There are some instances where a tram stop and a bus stop share a ref number. In this case the bus stop gets the ref, the tram stop doesn't have a ref. Both stops are combined in a stop_area relation.
|from||Menen Station Perron 5|
|name||De Lijn 54 Menen Station - Roeselare Station|
|route||bus (or tram)|
|to||Roeselare Station Perron 2|
|via||needs to be added manually|
ways: get no roles and form an ordered sequence from beginning to end (they need to added manually, although I do have a script which runs inside JOSM which can find the nearest way to a stop)
stops: get a platform role automatically, this needs to be changed to a more correct role if needed for stops where one can only board or get off.
|colour||from http://www.delijn.be/aanpassingen/ with colour_picker|
source = De Lijn;AGIV
AGIV for the use of highres imagery which is available for the Flemish region and Brussels
Bing for Wallonia and The Netherlands
Data Transformation Results
Data Merge Workflow
Tedious manual labour
If people want to join in, send me a message (Polyglot), I'll explain what you need to know during a few hangouts. This usually takes several hours...
Dedicated upload account
It has become obvious we will never, ever agree on this. It is not practical to have to switch between accounts and it will never be, as in the process of adding stops and creating/maintaining route relations a lot of other work is also performed, like adding street names from AGIV WMS, adding cycle ways, pedestrian crossings, give_way, stop signs from AGIV or Bing aerial imagery. At times even houses and addresses will be added in the same changeset from CRAB data.

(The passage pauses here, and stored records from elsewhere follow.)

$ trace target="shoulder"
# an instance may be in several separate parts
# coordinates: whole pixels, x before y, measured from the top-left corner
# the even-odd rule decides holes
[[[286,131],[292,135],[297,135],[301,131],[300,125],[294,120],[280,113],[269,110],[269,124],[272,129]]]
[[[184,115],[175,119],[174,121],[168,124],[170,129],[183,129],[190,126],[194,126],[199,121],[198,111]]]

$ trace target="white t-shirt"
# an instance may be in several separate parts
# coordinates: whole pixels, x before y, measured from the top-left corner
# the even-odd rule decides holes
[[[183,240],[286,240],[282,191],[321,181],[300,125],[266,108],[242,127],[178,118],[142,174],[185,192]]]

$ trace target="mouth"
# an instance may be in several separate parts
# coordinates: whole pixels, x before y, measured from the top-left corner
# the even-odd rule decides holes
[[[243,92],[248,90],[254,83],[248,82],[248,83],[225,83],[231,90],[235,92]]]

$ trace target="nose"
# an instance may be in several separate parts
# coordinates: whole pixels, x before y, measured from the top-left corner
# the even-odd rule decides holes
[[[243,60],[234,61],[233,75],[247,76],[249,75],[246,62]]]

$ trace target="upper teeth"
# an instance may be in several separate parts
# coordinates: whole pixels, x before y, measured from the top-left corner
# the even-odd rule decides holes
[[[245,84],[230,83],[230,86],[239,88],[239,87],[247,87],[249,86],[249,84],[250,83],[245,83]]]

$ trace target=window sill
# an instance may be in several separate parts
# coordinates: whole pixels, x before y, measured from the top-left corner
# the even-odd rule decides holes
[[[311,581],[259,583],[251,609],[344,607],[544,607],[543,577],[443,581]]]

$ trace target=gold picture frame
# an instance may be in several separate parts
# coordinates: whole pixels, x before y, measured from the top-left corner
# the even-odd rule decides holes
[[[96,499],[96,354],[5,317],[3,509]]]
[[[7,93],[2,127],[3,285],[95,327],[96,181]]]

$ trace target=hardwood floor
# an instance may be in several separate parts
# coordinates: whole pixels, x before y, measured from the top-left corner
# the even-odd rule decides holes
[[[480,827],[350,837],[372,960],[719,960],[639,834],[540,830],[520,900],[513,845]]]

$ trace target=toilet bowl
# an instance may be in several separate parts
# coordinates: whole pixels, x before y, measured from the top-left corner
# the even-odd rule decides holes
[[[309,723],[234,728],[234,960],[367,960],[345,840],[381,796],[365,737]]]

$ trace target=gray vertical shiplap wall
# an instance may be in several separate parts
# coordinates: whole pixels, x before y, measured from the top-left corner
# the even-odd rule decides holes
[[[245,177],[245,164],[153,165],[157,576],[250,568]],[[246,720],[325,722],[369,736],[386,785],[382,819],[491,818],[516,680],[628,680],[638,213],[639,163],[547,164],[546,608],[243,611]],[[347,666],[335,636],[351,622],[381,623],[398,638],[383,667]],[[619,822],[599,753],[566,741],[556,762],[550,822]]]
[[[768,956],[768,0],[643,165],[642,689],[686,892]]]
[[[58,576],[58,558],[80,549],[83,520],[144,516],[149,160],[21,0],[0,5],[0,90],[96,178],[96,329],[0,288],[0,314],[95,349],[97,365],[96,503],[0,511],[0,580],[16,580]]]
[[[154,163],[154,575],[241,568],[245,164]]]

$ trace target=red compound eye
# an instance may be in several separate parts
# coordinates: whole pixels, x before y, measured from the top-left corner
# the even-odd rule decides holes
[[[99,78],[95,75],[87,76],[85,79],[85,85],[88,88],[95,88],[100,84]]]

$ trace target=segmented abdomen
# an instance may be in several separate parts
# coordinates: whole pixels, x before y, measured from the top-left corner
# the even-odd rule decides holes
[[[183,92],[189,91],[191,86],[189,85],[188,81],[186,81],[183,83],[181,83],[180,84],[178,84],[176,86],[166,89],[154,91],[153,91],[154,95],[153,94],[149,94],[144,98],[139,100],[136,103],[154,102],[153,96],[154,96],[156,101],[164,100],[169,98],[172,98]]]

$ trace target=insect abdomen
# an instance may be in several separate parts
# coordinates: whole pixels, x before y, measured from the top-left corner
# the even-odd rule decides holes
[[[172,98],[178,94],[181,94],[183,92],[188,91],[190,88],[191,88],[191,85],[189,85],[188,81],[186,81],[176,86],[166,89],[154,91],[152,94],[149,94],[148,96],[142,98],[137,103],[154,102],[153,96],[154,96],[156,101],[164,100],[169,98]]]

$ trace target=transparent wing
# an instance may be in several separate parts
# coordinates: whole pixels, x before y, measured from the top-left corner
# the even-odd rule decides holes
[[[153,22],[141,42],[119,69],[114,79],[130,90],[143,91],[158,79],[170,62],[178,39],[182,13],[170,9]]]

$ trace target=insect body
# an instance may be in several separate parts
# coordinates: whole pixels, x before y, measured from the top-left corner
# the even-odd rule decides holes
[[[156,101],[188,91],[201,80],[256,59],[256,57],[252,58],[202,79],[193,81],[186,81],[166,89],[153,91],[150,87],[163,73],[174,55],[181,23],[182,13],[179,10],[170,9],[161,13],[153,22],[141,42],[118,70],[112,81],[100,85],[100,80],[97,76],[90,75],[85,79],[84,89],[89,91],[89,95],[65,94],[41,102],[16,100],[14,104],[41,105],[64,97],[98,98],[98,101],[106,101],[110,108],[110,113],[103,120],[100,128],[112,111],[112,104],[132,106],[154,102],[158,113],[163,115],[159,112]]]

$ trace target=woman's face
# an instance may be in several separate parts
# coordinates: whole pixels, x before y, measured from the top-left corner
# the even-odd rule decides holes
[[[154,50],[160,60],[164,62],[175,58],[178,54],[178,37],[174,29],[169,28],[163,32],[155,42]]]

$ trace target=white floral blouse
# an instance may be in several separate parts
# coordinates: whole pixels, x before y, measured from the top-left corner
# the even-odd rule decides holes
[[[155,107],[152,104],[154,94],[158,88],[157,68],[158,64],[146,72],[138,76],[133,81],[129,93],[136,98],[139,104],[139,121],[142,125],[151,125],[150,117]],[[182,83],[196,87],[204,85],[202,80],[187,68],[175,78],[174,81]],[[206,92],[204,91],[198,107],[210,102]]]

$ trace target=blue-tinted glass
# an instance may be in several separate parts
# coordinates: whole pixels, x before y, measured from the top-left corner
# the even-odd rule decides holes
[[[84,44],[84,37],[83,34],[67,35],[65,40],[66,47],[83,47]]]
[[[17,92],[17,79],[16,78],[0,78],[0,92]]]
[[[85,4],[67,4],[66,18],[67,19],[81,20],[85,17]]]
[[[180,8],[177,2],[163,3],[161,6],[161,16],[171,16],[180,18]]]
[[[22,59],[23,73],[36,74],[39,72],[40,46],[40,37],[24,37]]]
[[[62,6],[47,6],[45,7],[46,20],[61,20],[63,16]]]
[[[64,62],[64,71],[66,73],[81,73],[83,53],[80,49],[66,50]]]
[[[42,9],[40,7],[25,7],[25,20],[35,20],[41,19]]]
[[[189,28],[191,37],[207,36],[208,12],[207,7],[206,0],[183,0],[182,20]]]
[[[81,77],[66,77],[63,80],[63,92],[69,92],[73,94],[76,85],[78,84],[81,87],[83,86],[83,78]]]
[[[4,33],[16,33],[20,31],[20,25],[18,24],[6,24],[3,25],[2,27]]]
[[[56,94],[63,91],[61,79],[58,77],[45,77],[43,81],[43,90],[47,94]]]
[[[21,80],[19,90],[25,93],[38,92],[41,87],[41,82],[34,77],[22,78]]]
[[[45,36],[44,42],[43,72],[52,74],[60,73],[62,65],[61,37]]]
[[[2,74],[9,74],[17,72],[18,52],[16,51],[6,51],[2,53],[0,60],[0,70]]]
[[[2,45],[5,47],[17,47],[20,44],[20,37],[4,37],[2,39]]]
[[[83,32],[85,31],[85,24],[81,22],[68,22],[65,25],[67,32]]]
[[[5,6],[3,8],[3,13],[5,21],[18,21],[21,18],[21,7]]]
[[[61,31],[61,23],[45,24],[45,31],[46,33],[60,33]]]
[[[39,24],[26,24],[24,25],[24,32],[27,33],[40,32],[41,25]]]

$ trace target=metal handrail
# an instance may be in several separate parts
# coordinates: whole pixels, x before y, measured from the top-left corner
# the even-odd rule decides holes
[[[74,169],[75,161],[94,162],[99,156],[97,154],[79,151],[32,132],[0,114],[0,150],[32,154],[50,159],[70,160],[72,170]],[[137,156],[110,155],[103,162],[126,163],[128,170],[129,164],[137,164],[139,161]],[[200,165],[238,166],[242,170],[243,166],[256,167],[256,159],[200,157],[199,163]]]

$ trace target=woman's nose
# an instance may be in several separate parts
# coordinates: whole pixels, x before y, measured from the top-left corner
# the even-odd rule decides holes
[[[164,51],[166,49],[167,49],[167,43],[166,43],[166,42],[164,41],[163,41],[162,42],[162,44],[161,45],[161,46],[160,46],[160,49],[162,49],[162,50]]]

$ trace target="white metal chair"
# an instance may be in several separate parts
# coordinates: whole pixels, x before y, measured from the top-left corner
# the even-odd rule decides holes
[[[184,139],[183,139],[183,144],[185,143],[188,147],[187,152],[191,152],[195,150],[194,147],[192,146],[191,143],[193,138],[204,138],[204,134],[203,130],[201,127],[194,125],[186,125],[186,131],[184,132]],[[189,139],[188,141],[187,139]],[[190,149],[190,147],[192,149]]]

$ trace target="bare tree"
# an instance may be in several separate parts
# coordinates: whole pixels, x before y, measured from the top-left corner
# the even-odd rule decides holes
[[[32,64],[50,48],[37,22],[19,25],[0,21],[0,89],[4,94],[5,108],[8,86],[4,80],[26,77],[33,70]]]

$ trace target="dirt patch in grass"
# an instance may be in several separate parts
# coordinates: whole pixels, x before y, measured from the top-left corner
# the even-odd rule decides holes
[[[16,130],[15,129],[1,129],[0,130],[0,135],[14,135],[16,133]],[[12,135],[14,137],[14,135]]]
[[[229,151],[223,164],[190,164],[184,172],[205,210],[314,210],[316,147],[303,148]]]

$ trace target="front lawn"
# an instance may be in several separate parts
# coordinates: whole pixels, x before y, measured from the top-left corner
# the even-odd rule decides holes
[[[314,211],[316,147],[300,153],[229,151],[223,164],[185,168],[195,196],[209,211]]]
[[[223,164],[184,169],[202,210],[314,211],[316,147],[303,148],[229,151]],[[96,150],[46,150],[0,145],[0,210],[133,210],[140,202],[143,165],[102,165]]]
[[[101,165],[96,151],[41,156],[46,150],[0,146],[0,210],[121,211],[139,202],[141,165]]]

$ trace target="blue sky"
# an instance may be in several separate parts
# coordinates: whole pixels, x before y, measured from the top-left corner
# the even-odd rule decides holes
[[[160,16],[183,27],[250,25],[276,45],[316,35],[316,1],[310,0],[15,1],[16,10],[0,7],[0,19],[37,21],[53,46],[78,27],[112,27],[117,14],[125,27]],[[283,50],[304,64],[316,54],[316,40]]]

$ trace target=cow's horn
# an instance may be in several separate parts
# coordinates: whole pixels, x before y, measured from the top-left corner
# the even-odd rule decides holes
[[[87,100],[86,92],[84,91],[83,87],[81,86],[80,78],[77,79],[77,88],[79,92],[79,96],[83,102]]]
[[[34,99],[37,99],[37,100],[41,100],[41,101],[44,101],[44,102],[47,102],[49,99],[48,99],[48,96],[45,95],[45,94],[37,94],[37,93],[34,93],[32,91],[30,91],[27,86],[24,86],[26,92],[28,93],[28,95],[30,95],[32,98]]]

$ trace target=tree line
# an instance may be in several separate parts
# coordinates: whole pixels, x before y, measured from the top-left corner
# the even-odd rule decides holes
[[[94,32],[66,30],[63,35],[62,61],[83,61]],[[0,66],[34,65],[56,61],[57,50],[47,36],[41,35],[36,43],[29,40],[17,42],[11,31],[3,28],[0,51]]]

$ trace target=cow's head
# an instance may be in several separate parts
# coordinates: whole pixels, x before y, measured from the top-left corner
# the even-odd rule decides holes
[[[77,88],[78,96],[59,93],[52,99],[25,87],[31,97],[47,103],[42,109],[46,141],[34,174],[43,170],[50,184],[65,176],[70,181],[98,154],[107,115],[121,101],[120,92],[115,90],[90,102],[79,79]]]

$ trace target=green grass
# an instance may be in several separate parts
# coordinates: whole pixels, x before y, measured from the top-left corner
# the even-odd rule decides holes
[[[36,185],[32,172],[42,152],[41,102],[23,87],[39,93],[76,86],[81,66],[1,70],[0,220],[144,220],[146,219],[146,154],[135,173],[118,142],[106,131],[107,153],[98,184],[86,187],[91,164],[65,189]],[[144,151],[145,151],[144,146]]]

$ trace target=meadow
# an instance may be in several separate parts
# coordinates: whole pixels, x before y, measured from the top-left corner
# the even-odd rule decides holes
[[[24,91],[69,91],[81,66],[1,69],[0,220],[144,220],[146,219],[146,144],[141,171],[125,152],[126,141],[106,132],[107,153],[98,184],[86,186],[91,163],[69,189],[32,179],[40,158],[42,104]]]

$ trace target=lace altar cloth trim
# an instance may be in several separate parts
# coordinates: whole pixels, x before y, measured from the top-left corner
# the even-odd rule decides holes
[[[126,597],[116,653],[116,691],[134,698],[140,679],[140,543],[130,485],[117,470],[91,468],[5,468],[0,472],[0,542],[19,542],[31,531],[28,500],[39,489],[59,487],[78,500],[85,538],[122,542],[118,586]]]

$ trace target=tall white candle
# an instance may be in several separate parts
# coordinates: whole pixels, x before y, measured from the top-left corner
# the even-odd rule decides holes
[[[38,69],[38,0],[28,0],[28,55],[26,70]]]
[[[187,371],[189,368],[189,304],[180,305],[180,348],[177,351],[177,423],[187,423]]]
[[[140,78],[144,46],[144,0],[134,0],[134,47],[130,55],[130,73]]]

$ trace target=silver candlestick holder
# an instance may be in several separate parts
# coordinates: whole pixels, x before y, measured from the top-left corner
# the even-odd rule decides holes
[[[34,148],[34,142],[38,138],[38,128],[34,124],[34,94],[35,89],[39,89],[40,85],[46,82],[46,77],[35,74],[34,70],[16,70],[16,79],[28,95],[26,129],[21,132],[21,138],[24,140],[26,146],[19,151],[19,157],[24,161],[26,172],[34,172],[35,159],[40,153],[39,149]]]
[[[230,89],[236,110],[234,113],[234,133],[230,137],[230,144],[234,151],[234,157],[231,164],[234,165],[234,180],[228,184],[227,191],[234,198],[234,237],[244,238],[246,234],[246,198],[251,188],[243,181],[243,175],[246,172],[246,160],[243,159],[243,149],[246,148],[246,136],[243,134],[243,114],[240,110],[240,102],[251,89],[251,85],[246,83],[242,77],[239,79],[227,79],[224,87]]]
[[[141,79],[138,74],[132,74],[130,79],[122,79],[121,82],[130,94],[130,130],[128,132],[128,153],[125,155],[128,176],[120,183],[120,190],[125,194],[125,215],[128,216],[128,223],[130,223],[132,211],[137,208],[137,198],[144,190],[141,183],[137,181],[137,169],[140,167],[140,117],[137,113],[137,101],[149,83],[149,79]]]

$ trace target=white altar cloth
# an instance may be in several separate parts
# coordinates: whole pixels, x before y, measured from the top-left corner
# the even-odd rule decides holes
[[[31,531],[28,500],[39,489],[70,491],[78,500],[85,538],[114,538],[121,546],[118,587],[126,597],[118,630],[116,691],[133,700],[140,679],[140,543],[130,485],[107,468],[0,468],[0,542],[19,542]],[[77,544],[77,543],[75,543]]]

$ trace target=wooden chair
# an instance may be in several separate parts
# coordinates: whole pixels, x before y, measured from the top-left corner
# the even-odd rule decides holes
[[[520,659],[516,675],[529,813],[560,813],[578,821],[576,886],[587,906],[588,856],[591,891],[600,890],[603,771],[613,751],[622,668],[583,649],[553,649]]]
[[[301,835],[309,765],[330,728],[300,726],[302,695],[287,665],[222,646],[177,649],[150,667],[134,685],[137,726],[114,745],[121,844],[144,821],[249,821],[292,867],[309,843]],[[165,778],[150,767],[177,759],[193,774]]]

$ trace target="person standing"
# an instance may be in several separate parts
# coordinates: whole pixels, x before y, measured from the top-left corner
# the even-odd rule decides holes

If this remains mandatory, I will create umpteen accounts, but I will give no guarantee that I'll always think of changing when appropriate, so good luck untangling that mess. Also, make sure I can create accounts from the same email address, as it's going to be a lot worse when complaints get sent to a bunch of email addresses which never get checked.
Every stop gets vetted, the data from upstream serves as one of many references, integration/conflation is manual labour.
Conflation has to be done by each individual contributor. It's better to let a human decide on this.
For the stops I have a script which generates output in wiki format where names and route_refs are compared. JOSM RC is used to make it easy to upload them.
For routes, it's work in progress. QA and maintenance on them would be a lot easier if it were possible to use route segments.